One resource helped me to get out of this debt nightmare. It helped me put most of my debts into one bill as well as lower the rate and my monthly payments. It was a debt consolidation loan.
What is Debt Consolidation?
Debt consolidation is just a technical term for getting a loan to pay off your other debts. You’re ‘consolidating’ your other debt into one loan.
How Does the Fed Affect Debt Consolidation?
The Fed actually tells us when it is going to increase or decrease interest rates. That means interest rates on longer-term loans could go up as much as 2.5% to 3% over the next year.
How Much Will Debt Consolidate Cost Next Year?
That increase of 1% on the Fed Funds Rate might not seem like much but it will mean a big jump in other loan rates and could make loans unaffordable for a lot of borrowers.

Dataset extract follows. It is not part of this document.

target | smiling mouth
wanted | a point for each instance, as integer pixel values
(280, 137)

How to Consolidate Debt and Save Money Now
1. Take a hard look at your budget and spending. This has to be the first thing you do. 2. List your debts by interest rate and amount. This is important because you might not want to consolidate all your debts.
3. Apply for a loan on at least two sites. It won’t affect your credit score and you’ll make sure you get the lowest rate available. 4. Borrow only as much as you need to pay off your debt. This isn’t an excuse to go out shopping.